AI/TLDR

Crawl4AI

Open-source web crawler that turns pages into clean, LLM-ready Markdown

Overview

Crawl4AI is an open-source Python library that crawls web pages and turns them into clean, structured Markdown ready for use with language models. It runs locally with no API keys required, using an async browser pool under the hood to fetch and process pages.

It is built for developers who feed web content into RAG systems, agents, and other LLM data pipelines. Beyond plain Markdown, it can extract structured data, filter out page noise, and convert links into numbered citations so the output stays focused on the content that matters.

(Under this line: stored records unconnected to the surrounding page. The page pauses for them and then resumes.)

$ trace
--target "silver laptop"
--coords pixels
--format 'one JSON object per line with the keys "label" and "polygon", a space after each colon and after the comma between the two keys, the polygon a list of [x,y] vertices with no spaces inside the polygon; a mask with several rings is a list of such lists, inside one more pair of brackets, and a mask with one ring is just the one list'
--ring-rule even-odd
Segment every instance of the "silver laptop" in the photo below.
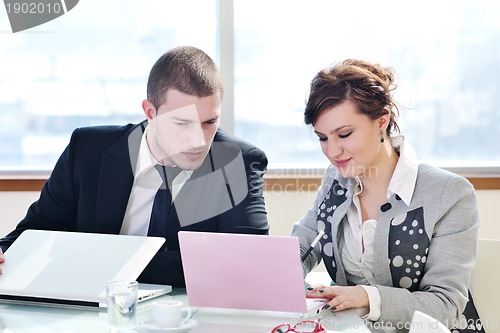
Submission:
{"label": "silver laptop", "polygon": [[297,237],[178,236],[188,303],[199,311],[303,318],[319,314],[327,302],[306,298]]}
{"label": "silver laptop", "polygon": [[[106,308],[106,281],[136,280],[164,242],[162,237],[26,230],[5,252],[0,302]],[[143,301],[172,287],[139,284],[139,290]]]}

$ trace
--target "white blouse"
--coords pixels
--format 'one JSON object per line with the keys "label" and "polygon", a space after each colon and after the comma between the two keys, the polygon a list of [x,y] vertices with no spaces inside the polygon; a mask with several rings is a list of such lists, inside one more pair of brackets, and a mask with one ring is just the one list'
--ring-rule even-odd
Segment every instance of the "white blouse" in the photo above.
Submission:
{"label": "white blouse", "polygon": [[[392,145],[399,151],[399,159],[387,188],[387,199],[393,194],[409,205],[417,179],[418,160],[411,145],[403,136],[391,138]],[[377,221],[369,219],[362,221],[359,194],[363,192],[363,184],[355,177],[357,185],[354,188],[352,204],[347,212],[347,223],[343,226],[344,233],[340,239],[342,264],[346,278],[351,283],[361,285],[367,292],[370,311],[358,311],[364,319],[376,321],[380,318],[381,299],[377,287],[369,286],[363,269],[373,272],[373,244]],[[363,251],[364,246],[364,251]]]}

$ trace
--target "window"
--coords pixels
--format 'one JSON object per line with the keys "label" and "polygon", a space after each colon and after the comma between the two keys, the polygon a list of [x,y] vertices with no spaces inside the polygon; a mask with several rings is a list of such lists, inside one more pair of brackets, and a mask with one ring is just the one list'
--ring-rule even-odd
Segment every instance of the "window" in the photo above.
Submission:
{"label": "window", "polygon": [[417,155],[500,166],[500,2],[235,0],[235,131],[270,162],[322,162],[303,123],[312,77],[345,58],[394,67]]}
{"label": "window", "polygon": [[421,159],[499,167],[499,16],[494,0],[80,1],[12,34],[0,10],[0,168],[50,170],[74,128],[144,119],[151,66],[183,44],[230,68],[230,131],[271,167],[326,165],[303,124],[307,90],[348,57],[395,68],[399,124]]}
{"label": "window", "polygon": [[154,62],[184,44],[215,57],[216,14],[214,0],[80,1],[12,34],[0,9],[1,168],[51,169],[76,127],[143,120]]}

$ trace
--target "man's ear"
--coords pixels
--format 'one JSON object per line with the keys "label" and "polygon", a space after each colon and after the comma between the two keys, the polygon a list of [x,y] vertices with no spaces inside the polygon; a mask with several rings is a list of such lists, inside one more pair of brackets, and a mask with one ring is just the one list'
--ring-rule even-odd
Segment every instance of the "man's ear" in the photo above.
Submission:
{"label": "man's ear", "polygon": [[154,117],[156,117],[156,108],[149,100],[145,99],[142,101],[142,109],[144,110],[144,115],[148,121],[151,121]]}

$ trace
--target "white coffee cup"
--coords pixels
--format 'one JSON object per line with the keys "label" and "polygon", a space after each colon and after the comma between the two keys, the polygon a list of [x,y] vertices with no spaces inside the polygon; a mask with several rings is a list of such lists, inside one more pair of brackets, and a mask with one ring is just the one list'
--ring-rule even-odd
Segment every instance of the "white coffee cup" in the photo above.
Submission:
{"label": "white coffee cup", "polygon": [[181,301],[161,300],[153,302],[153,319],[160,328],[179,327],[187,323],[193,315],[189,307]]}

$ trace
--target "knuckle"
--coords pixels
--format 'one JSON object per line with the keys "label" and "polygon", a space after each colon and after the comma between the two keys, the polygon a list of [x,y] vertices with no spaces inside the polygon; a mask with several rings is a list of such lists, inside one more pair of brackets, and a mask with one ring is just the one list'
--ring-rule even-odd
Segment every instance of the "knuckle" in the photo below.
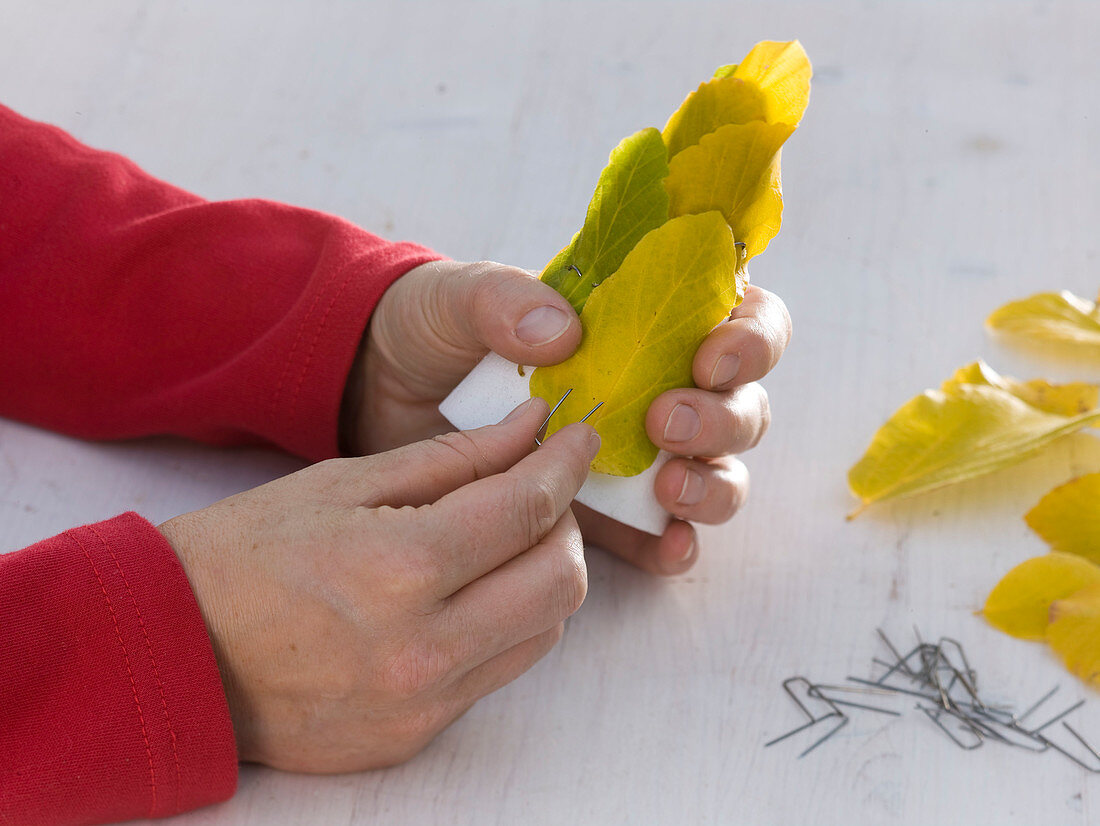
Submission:
{"label": "knuckle", "polygon": [[471,307],[496,306],[499,304],[498,292],[502,282],[511,281],[519,275],[529,277],[522,270],[498,264],[496,261],[477,261],[470,264],[466,274],[469,279]]}
{"label": "knuckle", "polygon": [[731,411],[733,452],[751,450],[760,443],[771,422],[768,394],[759,384],[747,384],[737,394]]}
{"label": "knuckle", "polygon": [[749,476],[748,476],[748,473],[746,473],[744,479],[741,482],[741,484],[738,485],[738,487],[737,487],[737,496],[734,498],[734,503],[733,503],[733,512],[734,513],[737,513],[737,511],[739,511],[739,510],[741,510],[741,508],[745,507],[745,503],[749,501],[749,490],[751,488],[752,488],[752,485],[749,483]]}
{"label": "knuckle", "polygon": [[433,617],[443,610],[435,599],[440,584],[439,570],[418,555],[410,554],[389,576],[386,593],[395,605],[420,618]]}
{"label": "knuckle", "polygon": [[[791,319],[787,314],[787,308],[776,299],[767,302],[762,313],[744,319],[744,332],[749,340],[758,348],[762,371],[766,372],[774,367],[782,357],[787,344],[791,339]],[[769,310],[769,307],[775,307]]]}
{"label": "knuckle", "polygon": [[449,657],[437,645],[407,645],[383,672],[383,686],[398,700],[419,697],[437,685],[451,670]]}
{"label": "knuckle", "polygon": [[737,512],[741,510],[741,506],[744,503],[745,490],[738,488],[735,484],[730,484],[726,490],[725,496],[722,497],[722,504],[718,513],[719,521],[728,522],[730,519],[733,519],[733,517],[737,515]]}
{"label": "knuckle", "polygon": [[534,545],[557,524],[558,512],[554,490],[545,479],[518,485],[516,512],[523,514],[527,527],[527,544]]}
{"label": "knuckle", "polygon": [[554,603],[559,616],[564,619],[577,612],[588,594],[588,568],[584,564],[584,556],[570,544],[558,555],[555,573]]}
{"label": "knuckle", "polygon": [[466,267],[464,274],[471,306],[480,306],[483,301],[490,297],[496,285],[489,276],[499,266],[499,264],[494,264],[492,261],[475,261]]}
{"label": "knuckle", "polygon": [[782,298],[769,290],[762,290],[761,297],[763,298],[761,315],[767,319],[768,325],[782,343],[786,344],[791,339],[791,311]]}
{"label": "knuckle", "polygon": [[488,468],[491,466],[489,457],[485,455],[481,445],[468,433],[463,431],[440,433],[438,436],[433,436],[431,442],[437,445],[435,449],[441,454],[441,459],[457,458],[460,465],[469,467],[473,479],[480,479],[489,472]]}
{"label": "knuckle", "polygon": [[750,339],[765,343],[770,343],[773,338],[771,328],[756,317],[745,319],[745,334]]}
{"label": "knuckle", "polygon": [[405,712],[394,719],[389,727],[393,754],[387,763],[396,765],[411,760],[424,750],[447,722],[447,715],[435,704]]}
{"label": "knuckle", "polygon": [[483,280],[487,275],[511,269],[513,268],[509,267],[507,264],[501,264],[499,261],[490,261],[488,259],[473,261],[466,265],[466,272],[469,274],[470,278],[476,280]]}
{"label": "knuckle", "polygon": [[787,305],[783,303],[783,300],[779,297],[775,297],[775,303],[779,308],[780,317],[780,332],[783,337],[783,346],[786,347],[791,343],[791,334],[794,332],[794,322],[791,320],[791,312],[787,309]]}
{"label": "knuckle", "polygon": [[756,428],[756,436],[752,440],[752,447],[756,447],[760,444],[760,440],[764,438],[764,434],[768,432],[768,428],[772,423],[772,406],[768,400],[768,393],[763,388],[760,388],[760,413]]}
{"label": "knuckle", "polygon": [[[432,535],[410,536],[409,525],[419,511],[431,507],[360,505],[353,512],[351,525],[358,536],[369,531],[384,538],[379,546],[367,548],[352,560],[351,567],[356,563],[359,567],[356,581],[363,583],[365,591],[384,597],[389,605],[425,616],[442,607],[436,600],[442,572],[434,544],[442,540]],[[364,567],[363,563],[369,564]]]}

As a web scraping and crawling tool, it offers three ways to work: a Python API for embedding crawls in your code, a command-line interface for quick one-off runs, and a Docker server for self-hosted deployments.

What it does

  • Generates clean, structured Markdown with headings, tables, and code blocks
  • Fit Markdown filtering removes navigation and noise for AI-friendly output
  • Converts page links into a numbered reference list with citations
  • LLM-driven structured data extraction that works with open-source and proprietary models
  • Deep crawling with BFS strategy and a configurable page limit
  • Runs with no API keys via a Python API, a CLI, and a Docker server

Getting started

Install the package, run the one-time setup, then crawl a page from Python or the CLI.

Install Crawl4AI

Install from PyPI, run the post-install setup, and verify the install with the doctor command.

bashbash
pip install -U crawl4ai
crawl4ai-setup
crawl4ai-doctor

Crawl a page in Python

Use AsyncWebCrawler to fetch a URL and print its Markdown.

pythonpython
import asyncio
from crawl4ai import *

async def main():
    async with AsyncWebCrawler() as crawler:
        result = await crawler.arun(
            url="https://www.nbcnews.com/business",
        )
        print(result.markdown)

if __name__ == "__main__":
    asyncio.run(main())

Or use the command line

The crwl command crawls a URL and writes Markdown output, with options for deep crawling and LLM extraction.

bashbash
# Basic crawl with markdown output
crwl https://www.nbcnews.com/business -o markdown

# Deep crawl with BFS strategy, max 10 pages
crwl https://docs.crawl4ai.com --deep-crawl bfs --max-pages 10

Commands and code are distilled from the project's own documentation — always check the official repo for the latest.

When to use it

  • Convert documentation or news sites into Markdown to feed a RAG knowledge base
  • Give an LLM agent a tool to fetch and read live web pages as clean text
  • Extract structured data such as product details or prices from listing pages
  • Deep crawl a site to a set page limit and collect its content for analysis

How Crawl4AI compares

Crawl4AI alongside other open-source web scraping & crawling tools AI/TLDR tracks, ranked by GitHub stars.

ToolStarsWhat it does
Firecrawl★ 135kA crawling service and API that converts whole websites into clean Markdown or structured JSON ready for LLMs.
Crawl4AI★ 68.9kOpen-source web crawler that turns pages into clean, LLM-ready Markdown
Scrapling★ 65kA Python web scraping framework whose parser relocates your elements when pages change, with stealthy fetchers and a Scrapy-like spider engine for full crawls.
Scrapy★ 62.3kA mature Python framework for writing fast spiders that crawl websites and extract structured data at scale.
ScrapeGraphAI★ 27.4kA Python library that uses LLMs and a graph pipeline to extract data from pages based on natural-language prompts.
Colly★ 25.3kA Go scraping framework for building fast crawlers with request handling, callbacks, and rate limiting.
Crawlee★ 23.8kA Node.js/TypeScript scraping library with proxy rotation and browser fingerprinting for building reliable crawlers.
Katana★ 17.1kA fast Go command-line crawler that discovers every URL, endpoint, and JavaScript file on a target site.